2 3 4 1 ⍝ 1st number (7) gets the position 2
⍝ 2nd number (8) gets the position 3 etc.
It's interesting to note that grade up and rank are like two sides of the same coin in that you can alternate between the two. In other words, we have the following identities:
⍋X = ⍋⍋⍋X = ⍋⍋⍋⍋⍋X = ...
⍋⍋X = ⍋⍋⍋⍋X = ⍋⍋⍋⍋⍋⍋X = ...
Why?
So far that doesn't really answer Mr Peschi's question as to why it has this effect. If you think in terms of key-value pairs, the answer lies in the fact that the original keys are a set of ascending cardinal numbers: 1 2 3 4. After applying grade up, a new vector is created, whose values are the original keys rearranged as they would be after a sort: 4 1 2 3. Applying grade up a second time is about restoring the original keys to a sequence of ascending cardinal numbers again. However, the values of this third vector aren't the ascending cardinal numbers themselves. Rather they correspond to the keys of the second vector.

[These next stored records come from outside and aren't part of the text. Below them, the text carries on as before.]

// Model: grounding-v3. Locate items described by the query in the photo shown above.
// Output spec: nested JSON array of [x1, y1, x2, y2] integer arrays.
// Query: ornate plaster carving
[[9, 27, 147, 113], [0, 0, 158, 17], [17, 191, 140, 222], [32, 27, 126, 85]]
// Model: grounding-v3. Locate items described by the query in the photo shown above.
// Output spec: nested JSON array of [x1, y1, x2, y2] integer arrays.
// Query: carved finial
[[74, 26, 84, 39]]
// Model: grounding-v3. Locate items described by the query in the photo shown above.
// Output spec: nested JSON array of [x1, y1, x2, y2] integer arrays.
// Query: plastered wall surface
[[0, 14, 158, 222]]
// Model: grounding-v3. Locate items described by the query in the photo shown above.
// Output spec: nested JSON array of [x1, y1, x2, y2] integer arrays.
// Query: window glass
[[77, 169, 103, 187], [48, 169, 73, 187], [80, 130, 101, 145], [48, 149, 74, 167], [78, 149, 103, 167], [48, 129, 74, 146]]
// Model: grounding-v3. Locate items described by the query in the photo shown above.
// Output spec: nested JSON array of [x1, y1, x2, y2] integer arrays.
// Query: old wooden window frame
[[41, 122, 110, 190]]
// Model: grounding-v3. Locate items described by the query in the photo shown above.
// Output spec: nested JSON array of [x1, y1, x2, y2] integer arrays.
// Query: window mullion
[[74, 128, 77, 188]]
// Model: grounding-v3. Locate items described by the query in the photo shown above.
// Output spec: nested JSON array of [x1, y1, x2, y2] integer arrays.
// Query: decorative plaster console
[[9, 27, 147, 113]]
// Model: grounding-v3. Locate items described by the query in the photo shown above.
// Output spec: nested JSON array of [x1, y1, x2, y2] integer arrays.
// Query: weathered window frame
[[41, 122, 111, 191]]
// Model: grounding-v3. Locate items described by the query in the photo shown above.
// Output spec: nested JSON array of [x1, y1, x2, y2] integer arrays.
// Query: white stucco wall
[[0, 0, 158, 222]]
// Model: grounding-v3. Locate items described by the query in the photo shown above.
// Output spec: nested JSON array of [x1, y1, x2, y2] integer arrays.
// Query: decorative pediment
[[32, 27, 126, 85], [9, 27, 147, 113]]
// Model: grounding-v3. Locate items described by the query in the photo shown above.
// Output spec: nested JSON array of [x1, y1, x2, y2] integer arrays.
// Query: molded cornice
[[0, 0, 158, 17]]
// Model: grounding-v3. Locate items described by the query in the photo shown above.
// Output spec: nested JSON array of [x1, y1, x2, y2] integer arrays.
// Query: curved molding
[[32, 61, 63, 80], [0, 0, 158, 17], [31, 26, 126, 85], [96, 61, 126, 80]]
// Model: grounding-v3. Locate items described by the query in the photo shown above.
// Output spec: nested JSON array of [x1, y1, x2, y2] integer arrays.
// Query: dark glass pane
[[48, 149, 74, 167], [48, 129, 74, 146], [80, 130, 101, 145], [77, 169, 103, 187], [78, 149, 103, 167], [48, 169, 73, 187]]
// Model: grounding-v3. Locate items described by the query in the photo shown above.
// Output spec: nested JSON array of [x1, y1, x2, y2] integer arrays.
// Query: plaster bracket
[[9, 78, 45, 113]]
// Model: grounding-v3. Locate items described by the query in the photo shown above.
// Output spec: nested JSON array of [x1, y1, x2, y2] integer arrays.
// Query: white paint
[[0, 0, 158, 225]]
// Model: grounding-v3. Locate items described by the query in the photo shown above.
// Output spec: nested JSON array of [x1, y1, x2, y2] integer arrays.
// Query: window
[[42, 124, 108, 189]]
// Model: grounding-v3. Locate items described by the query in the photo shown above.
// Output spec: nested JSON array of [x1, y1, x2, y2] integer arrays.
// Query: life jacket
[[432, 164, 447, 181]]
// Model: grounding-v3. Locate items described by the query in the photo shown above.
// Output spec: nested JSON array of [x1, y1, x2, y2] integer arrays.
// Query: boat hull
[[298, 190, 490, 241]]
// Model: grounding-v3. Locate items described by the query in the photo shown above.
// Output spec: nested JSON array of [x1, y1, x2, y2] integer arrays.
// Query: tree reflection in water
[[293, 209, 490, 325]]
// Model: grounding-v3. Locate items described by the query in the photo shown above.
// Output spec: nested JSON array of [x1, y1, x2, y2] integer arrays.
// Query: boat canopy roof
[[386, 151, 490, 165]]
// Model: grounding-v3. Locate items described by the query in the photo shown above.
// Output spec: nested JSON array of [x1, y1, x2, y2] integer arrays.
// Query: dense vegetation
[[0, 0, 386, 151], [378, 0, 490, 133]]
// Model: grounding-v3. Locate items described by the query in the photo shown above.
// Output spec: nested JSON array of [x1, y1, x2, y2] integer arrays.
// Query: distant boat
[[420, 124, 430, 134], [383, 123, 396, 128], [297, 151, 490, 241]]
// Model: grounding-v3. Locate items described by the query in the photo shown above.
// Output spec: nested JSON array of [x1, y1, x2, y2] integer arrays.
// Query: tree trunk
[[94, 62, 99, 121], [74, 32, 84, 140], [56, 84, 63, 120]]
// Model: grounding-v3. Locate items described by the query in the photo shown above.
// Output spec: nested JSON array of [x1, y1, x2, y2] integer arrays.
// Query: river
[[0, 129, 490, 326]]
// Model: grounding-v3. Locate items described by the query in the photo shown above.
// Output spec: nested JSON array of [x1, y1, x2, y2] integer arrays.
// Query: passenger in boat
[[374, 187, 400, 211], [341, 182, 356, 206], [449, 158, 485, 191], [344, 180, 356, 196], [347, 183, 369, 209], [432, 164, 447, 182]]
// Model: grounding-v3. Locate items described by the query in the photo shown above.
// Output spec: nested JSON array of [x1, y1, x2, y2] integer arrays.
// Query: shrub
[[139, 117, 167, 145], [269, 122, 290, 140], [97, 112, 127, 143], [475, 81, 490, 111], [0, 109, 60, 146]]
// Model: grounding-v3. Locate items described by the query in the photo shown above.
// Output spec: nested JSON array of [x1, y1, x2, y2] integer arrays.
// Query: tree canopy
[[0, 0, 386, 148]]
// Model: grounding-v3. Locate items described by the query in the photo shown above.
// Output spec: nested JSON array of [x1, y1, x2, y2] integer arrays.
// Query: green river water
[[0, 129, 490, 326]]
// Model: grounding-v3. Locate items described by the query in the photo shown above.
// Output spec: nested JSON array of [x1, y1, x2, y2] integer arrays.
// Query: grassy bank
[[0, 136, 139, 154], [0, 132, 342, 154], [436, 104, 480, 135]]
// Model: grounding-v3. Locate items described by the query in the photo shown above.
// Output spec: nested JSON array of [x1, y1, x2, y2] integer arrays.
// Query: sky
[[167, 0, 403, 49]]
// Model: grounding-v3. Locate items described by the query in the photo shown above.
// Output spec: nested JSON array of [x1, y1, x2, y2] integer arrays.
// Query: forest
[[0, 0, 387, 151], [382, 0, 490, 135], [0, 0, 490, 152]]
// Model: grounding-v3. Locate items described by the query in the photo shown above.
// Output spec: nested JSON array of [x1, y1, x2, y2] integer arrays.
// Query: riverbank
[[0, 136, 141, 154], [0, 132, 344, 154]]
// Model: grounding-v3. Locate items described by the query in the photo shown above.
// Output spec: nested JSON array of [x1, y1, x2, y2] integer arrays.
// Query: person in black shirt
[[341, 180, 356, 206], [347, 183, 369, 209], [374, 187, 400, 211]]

It's kind of hard to understand since it's a reference to a reference, but the values of the third vector are referencing the orginal set of numbers as they occurred in their original positions:
7 8 9 6
2 3 4 1
In the example, 2 is referencing 7 from 7's original position. Since the value 2 also corresponds to the key of the second vector, which in turn is the second position, the final message is that after the sort, 7 will be in position 2. 8 will be in position 3, 9 in 4 and 6 in the 1st position.
Ranking and Shareable
In the FinnAPL Idiom Library, the 2nd item is described as “Ascending cardinal numbers (ranking, shareable) ,” and the code is as follows:
⌊.5×(⍋⍋X)+⌽⍋⍋⌽X
The output of this code is the same as its brother, ascending cardinal numbers (ranking, all different) as long as all the values of the input vector are different. However, the shareable version doesn't assign new values for those that are equal:
X←0 0 1 0 1
⌊.5×(⍋⍋X)+⌽⍋⍋⌽X ⍝ output is 2 2 4 2 4
The values of the output should generally be interpreted as relative, i.e. The 2s have a relatively lower rank than the 4s, so they will appear first in the array.